Initially, adding SAM 48 hr after the cultures’ start lowered VCD by 10% and 18% (duplicate cultures) compared to control cultures. However, the titers in both SAM treated cultures were higher by more than 50%. Also, these cultures had a CSP that was 57% higher compared to the controls. Analysis of the cell media throughout the process showed no evidence of SAM’s cellular uptake since the amounts in solution were the same between cultures with and without cells. Also, the degradation product of SAM, MTA, was monitored. MTA was detected at increasing levels in the flasks without the cells indicating gradual degradation of SAM. In contrast, when cells were present, the MTA concentration steadily decreased throughout the culture. When MTA was directly added to cultures, it also displayed similarly increased titers and CSPs to SAM compared to the control without additives.
Cell cycle analysis of the SAM and MTA supplemented cells 12 hrs after addition showed differences in the cultures. SAM supplemented cultures had a higher number of G2-phase cells, while the MTA cultures had more S-phase cells. Both cultures had low amounts of cells in the G1-phase. 12 hrs later, G1-phase cells increased to more than G2-phase cells in the SAM cultures. Conversely, the relative populations in the MTA-treated cultures remained the same. After another 12 hrs of culture, the differences in the proportion of cells in the S-phase leveled off between the two treated cultures. Both treatments had higher amounts of cells in the G1-phase and less in the G2-phase than the control. Finally, both SAM and MTA cultures had average cell diameters that were approximately 10% larger than the control cultures 36 hrs after treatment. This difference was gradually removed towards the end of the culture when cell diameters converged to about 12.5 µm.

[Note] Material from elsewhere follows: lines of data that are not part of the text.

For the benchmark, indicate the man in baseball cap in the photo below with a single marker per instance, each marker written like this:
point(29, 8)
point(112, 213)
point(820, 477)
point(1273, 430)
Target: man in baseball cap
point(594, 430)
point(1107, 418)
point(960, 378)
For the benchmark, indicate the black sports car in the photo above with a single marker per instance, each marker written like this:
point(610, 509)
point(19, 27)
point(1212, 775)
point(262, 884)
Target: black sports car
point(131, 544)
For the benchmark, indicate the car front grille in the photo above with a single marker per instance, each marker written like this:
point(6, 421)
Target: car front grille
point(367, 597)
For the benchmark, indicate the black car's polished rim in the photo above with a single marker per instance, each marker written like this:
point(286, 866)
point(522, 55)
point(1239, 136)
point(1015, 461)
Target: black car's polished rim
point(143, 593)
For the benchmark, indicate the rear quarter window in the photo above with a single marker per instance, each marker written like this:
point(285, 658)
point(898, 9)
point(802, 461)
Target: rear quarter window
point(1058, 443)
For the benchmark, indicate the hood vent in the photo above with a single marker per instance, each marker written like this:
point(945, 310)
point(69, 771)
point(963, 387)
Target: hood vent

It was clear that both the addition of SAM and MTA significantly increased titers and CSPs compared to controls. There was evidence of cell cycle arrest and an early increase in cell volume after treatment. This could indicate a more efficient use of cell resources for protein production instead of biomass formation. That said, the exact mechanism was not determined in this study. Nevertheless, both compounds could be explored in more detail since they are commercially available and can be added to existing cell media formulations easily. With 50% increases in both titer and CSP, likely, other groups have already begun to use these supplements with different CHO cell lines and processes. Combining new media supplements, innovative bioreactors, and process improvements, intensified processes have a bright future.